I would like to ask is there any rule to determine the optimal number of PLS components i.e. above which it will overfit and below which it underfits. Is it like one third of the number of total samples?
Tons of literature are available on that subject. References can be found on: http://www.chemometry.com/Site%20map.html
Mr. Faber, the owner of the website, is one of the specialists in this topic.
The simple answer to your question is: if your system has N components you will need N-1 variables. That is when there is no interaction between the components, Beer's law applies, your sample set is well designed, your measurements are nicely linear and so on.
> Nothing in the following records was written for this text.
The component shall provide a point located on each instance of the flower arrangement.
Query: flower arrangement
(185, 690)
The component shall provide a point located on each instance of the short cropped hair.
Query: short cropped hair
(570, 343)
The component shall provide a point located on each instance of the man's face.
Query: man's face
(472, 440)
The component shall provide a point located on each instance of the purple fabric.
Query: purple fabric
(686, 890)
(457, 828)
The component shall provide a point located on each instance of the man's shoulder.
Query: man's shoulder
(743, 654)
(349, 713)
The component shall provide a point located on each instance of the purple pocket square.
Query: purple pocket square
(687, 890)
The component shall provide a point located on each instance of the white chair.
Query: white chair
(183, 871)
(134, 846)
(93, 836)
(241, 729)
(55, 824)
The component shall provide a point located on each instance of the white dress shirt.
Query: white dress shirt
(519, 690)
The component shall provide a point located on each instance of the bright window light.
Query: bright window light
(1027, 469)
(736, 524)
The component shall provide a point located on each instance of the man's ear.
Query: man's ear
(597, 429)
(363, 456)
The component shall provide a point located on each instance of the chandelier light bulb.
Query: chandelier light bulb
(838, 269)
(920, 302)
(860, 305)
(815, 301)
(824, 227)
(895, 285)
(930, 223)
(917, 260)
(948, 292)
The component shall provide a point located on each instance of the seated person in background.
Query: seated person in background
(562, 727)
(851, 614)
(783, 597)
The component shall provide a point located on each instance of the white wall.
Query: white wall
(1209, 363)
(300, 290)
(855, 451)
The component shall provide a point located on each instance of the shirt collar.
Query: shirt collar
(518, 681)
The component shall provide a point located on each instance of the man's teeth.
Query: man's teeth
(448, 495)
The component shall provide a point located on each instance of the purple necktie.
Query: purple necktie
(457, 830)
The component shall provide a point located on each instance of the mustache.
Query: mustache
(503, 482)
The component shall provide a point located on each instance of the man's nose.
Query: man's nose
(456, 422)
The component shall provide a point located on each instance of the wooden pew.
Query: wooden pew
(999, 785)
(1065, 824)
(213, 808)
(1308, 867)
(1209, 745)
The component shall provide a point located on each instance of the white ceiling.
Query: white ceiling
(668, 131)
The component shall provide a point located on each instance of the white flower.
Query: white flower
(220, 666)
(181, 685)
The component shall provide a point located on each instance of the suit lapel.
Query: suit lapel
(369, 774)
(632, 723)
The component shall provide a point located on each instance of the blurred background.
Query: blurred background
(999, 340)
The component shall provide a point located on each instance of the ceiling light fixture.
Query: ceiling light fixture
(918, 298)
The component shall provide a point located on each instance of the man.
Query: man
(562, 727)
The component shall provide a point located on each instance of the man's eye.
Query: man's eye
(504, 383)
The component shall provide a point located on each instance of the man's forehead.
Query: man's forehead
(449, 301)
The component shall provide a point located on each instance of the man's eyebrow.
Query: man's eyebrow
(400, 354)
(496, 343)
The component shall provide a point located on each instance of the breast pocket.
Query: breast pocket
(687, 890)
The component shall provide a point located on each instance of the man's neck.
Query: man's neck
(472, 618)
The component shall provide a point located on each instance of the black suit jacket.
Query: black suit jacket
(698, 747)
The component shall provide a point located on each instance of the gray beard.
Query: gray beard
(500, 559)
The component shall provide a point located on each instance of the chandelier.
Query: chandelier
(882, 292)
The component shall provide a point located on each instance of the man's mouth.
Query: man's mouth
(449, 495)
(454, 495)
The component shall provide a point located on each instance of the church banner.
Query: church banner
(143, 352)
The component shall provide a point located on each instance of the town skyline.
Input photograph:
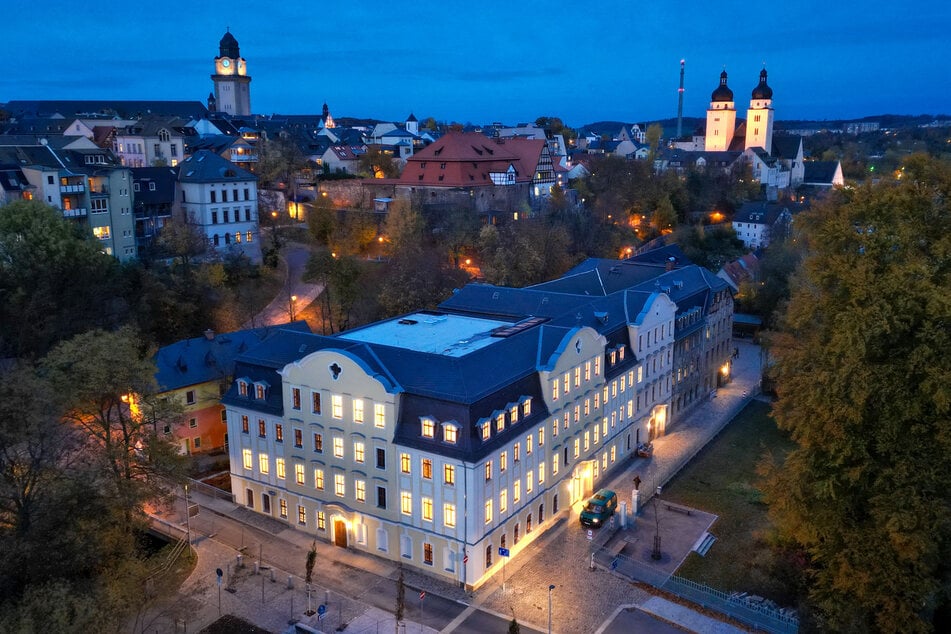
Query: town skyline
(383, 62)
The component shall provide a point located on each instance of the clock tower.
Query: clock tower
(232, 82)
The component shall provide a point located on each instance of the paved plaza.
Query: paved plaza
(359, 590)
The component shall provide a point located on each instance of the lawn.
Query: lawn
(723, 480)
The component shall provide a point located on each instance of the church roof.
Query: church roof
(762, 90)
(228, 46)
(722, 92)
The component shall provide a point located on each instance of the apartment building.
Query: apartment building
(439, 437)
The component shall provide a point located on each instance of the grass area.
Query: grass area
(723, 480)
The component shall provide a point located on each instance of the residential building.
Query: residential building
(220, 199)
(438, 437)
(197, 372)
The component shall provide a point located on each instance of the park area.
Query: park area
(722, 480)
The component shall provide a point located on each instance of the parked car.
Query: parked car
(599, 508)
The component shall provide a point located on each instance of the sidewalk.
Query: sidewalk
(359, 589)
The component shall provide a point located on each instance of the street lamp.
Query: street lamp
(550, 588)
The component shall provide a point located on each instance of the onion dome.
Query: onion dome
(228, 46)
(762, 91)
(722, 93)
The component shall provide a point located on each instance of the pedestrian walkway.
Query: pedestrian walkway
(359, 589)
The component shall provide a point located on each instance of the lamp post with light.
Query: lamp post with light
(550, 588)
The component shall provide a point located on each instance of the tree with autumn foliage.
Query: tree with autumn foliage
(864, 384)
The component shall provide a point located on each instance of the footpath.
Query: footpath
(262, 562)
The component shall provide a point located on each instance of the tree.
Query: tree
(105, 385)
(864, 383)
(55, 280)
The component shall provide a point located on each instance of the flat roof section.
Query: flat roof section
(446, 335)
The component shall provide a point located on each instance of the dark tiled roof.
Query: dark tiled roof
(203, 359)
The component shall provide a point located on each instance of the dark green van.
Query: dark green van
(599, 508)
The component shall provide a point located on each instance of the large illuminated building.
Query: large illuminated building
(438, 437)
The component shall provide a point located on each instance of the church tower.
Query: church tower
(759, 118)
(232, 82)
(721, 118)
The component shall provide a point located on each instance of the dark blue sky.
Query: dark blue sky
(505, 61)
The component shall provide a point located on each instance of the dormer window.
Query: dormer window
(450, 433)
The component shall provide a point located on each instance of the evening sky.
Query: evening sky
(508, 61)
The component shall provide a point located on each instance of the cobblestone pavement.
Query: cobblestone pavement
(359, 590)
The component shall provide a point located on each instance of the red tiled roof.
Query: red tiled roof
(465, 159)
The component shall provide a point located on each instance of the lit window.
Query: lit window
(336, 406)
(450, 433)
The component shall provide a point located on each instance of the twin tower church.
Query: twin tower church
(722, 133)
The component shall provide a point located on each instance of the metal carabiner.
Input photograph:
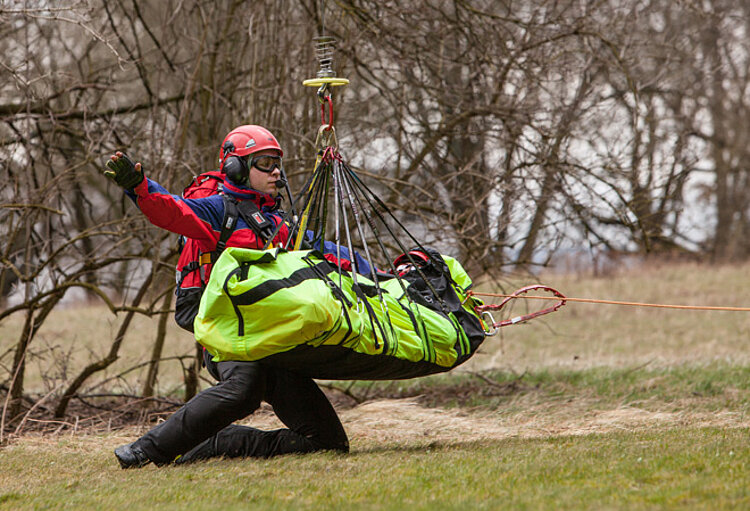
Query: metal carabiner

In practice the optimal number is found by applying some cross validation (jack-knife, or other). The measurement set is divided in multiple sub-sets. The PLS models with increasing numbers of variables are developed on one set and tested on the other(s). This way an seemingly optimal number of variables is found in terms of prediction error.
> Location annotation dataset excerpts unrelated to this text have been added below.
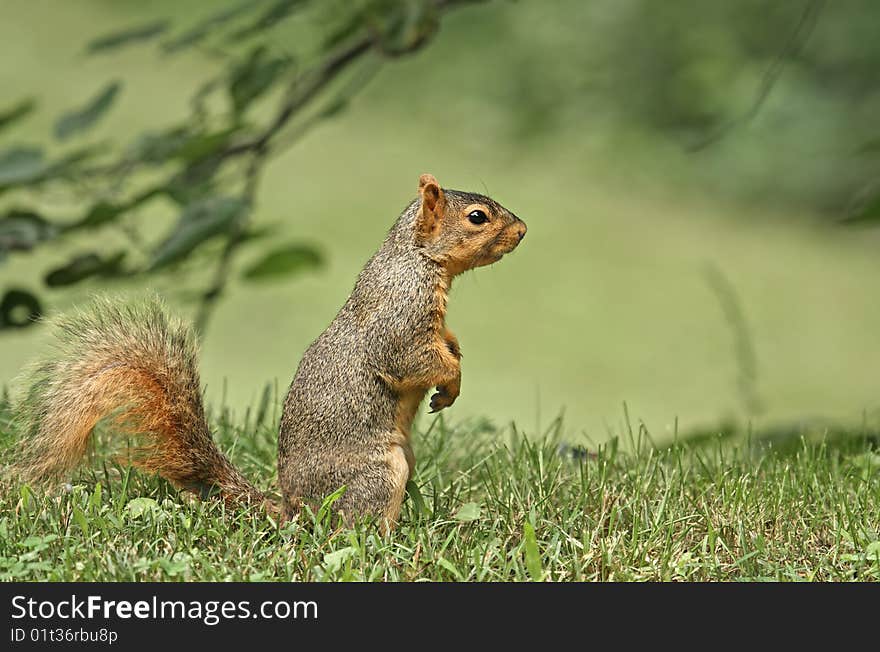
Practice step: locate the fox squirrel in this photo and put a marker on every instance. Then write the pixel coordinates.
(347, 417)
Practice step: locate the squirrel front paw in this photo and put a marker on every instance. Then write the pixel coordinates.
(443, 398)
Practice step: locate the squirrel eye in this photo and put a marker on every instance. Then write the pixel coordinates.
(477, 217)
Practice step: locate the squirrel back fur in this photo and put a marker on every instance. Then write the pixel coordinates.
(347, 416)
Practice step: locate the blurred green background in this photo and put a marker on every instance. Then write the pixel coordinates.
(633, 139)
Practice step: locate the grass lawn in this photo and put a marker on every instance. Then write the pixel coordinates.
(485, 505)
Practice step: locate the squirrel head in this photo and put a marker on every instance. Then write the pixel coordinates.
(463, 230)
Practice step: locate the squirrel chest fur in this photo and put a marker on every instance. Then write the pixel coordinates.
(347, 417)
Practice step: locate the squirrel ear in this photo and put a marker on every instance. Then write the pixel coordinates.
(431, 210)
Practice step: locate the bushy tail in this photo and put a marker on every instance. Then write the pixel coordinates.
(137, 367)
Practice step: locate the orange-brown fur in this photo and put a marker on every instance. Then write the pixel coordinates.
(348, 414)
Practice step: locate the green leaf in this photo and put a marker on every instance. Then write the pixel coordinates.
(81, 520)
(278, 11)
(533, 557)
(253, 77)
(408, 26)
(82, 119)
(23, 230)
(137, 507)
(468, 512)
(17, 112)
(105, 212)
(200, 146)
(202, 29)
(285, 261)
(449, 566)
(21, 164)
(333, 561)
(158, 147)
(85, 266)
(199, 222)
(412, 488)
(19, 309)
(95, 498)
(127, 36)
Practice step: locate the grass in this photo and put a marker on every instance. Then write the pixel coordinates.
(607, 299)
(485, 505)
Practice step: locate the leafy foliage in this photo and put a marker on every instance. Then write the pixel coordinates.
(206, 166)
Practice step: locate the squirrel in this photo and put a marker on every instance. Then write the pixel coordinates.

What is crucial is validating the developed model on an independent dataset which was set aside before starting the model. The prediction on that set is the actual prediction error of your developed model. If it turns out that refinement is needed a new validation set must be measured/collected.
After validation of your model you could check the optimum number of factors (rank) looking at the root mean square error of prediction (RMSEP) or of the cross validation (RMSECV). Plotting the RMSEP or RMSECV against the rank (number of factors that you would use in the model) a minimum can be observed. The minimum indicate the optimum rank or the number of factors that minimize the error of prediction.
Hair, Joseph F., Jr.; Hult, G. Tomas M.; Ringle, Christian M.; & Sarstedt, Marko (2014). A primer on partial least squares structural equation modeling (PLS-SEM). Thousand Oaks, CA: Sage Publications.
According to cross-validation procedure, we find out the Root Mean Square (Error of Prediction) (RMS(EP)) for different factors and try to take the number of factors with least RMS(EP) whereas we also try to minimize the number of factors for a stable solution. We kind of balance error and minimum number of factors.